2. Die in den Ausgangsverfahren geltenden Regelleistungen von 345, 311
und 207 Euro können zur Sicherstellung eines menschenwürdigen
Existenzminimums nicht als evident unzureichend angesehen werden. Für
den Betrag der Regelleistung von 345 Euro kann eine evidente
Unterschreitung nicht festgestellt werden, weil sie zur Sicherung der
physischen Seite des Existenzminimums zumindest ausreicht und der
Gestaltungsspielraum des Gesetzgebers bei der sozialen Seite des
Existenzminimums besonders weit ist.
Dies gilt auch für den Betrag von 311 Euro für erwachsene Partner einer
Bedarfsgemeinschaft. Der Gesetzgeber durfte davon ausgehen, dass durch
das gemeinsame Wirtschaften Aufwendungen gespart werden und deshalb zwei
zusammenlebende Partner einen finanziellen Mindestbedarf haben, der
geringer als das Doppelte des Bedarfs eines Alleinlebenden ist.

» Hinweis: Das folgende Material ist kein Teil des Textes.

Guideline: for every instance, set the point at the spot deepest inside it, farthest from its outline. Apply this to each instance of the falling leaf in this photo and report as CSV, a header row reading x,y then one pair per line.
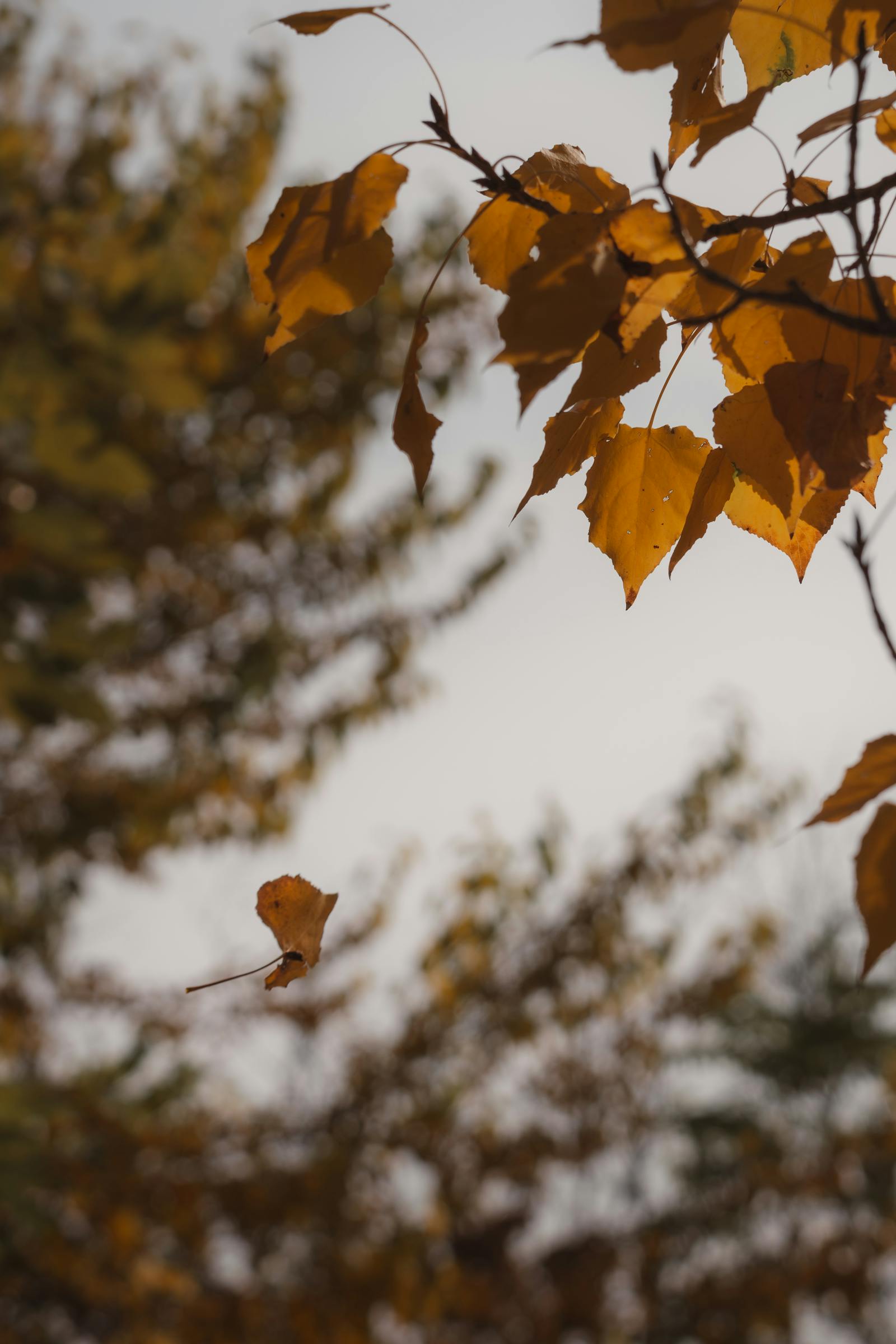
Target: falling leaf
x,y
711,494
876,883
558,303
314,22
570,440
414,428
820,422
610,371
872,773
638,494
296,913
324,245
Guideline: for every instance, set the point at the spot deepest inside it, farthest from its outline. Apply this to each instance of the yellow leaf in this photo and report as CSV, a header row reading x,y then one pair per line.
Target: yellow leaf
x,y
504,231
558,303
821,424
729,120
843,117
314,22
711,494
638,494
413,426
570,440
610,371
872,773
296,913
311,229
876,883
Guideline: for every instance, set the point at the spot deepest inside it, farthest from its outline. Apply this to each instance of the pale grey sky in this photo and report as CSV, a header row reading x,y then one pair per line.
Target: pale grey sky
x,y
548,690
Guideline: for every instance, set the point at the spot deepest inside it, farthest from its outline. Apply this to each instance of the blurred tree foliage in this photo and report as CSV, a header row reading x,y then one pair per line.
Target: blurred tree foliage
x,y
578,1131
178,564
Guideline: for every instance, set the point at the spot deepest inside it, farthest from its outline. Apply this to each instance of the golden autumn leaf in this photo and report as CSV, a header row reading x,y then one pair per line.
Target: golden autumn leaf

Es kann ebenfalls nicht festgestellt werden, dass der für Kinder bis zur
Vollendung des 14. Lebensjahres einheitlich geltende Betrag von 207 Euro
zur Sicherung eines menschenwürdigen Existenzminimums offensichtlich
unzureichend ist. Es ist insbesondere nicht ersichtlich, dass dieser
Betrag nicht ausreicht, um das physische Existenzminimum, insbesondere
den Ernährungsbedarf von Kindern im Alter von 7 bis zur Vollendung des
14. Lebensjahres zu decken.
3. Das Statistikmodell, das für die Bemessung der sozialhilferechtlichen
Regelsätze gilt und nach dem Willen des Gesetzgebers auch die Grundlage
für die Bestimmung der Regelleistung bildet, ist eine
verfassungsrechtlich zulässige, weil vertretbare Methode zur
realitätsnahen Bestimmung des Existenzminimums für eine alleinstehende
Person. Es stützt sich auch auf geeignete empirische Daten. Die
Einkommens- und Verbrauchsstichprobe bildet in statistisch zuverlässiger
Weise das Verbrauchsverhalten der Bevölkerung ab. Die Auswahl der
untersten 20 % der nach ihrem Nettoeinkommen geschichteten
Einpersonenhaushalte nach Herausnahme der Empfänger von Sozialhilfe als
Referenzgruppe für die Ermittlung der Regelleistung für einen
Alleinstehenden ist verfassungsrechtlich nicht zu beanstanden. Der
Gesetzgeber konnte auch vertretbar davon ausgehen, dass die bei der
Auswertung der Einkommens- und Verbrauchsstichprobe 1998 zugrunde
gelegte Referenzgruppe statistisch zuverlässig über der
Sozialhilfeschwelle lag.
Es ist verfassungsrechtlich ebenfalls nicht zu beanstanden, dass die in
den einzelnen Abteilungen der Einkommens- und Verbrauchsstichprobe
erfassten Ausgaben des untersten Quintils nicht vollständig, sondern als
regelleistungsrelevanter Verbrauch nur zu einem bestimmten Prozentsatz
in die Bemessung der Regelleistung einfließen. Der Gesetzgeber hat aber
die wertende Entscheidung, welche Ausgaben zum Existenzminimum zählen,
sachgerecht und vertretbar zu treffen. Kürzungen von Ausgabepositionen
in den Abteilungen der Einkommens- und Verbrauchsstichprobe bedürfen zu
ihrer Rechtfertigung einer empirischen Grundlage. Der Gesetzgeber darf
Ausgaben, welche die Referenzgruppe tätigt, nur dann als nicht relevant
einstufen, wenn feststeht, dass sie anderweitig gedeckt werden oder zur
Sicherung des Existenzminimums nicht notwendig sind. Hinsichtlich der
Höhe der Kürzungen ist auch eine Schätzung auf fundierter empirischer
Grundlage nicht ausgeschlossen; Schätzungen „ins Blaue hinein“ stellen
jedoch keine realitätsgerechte Ermittlung dar.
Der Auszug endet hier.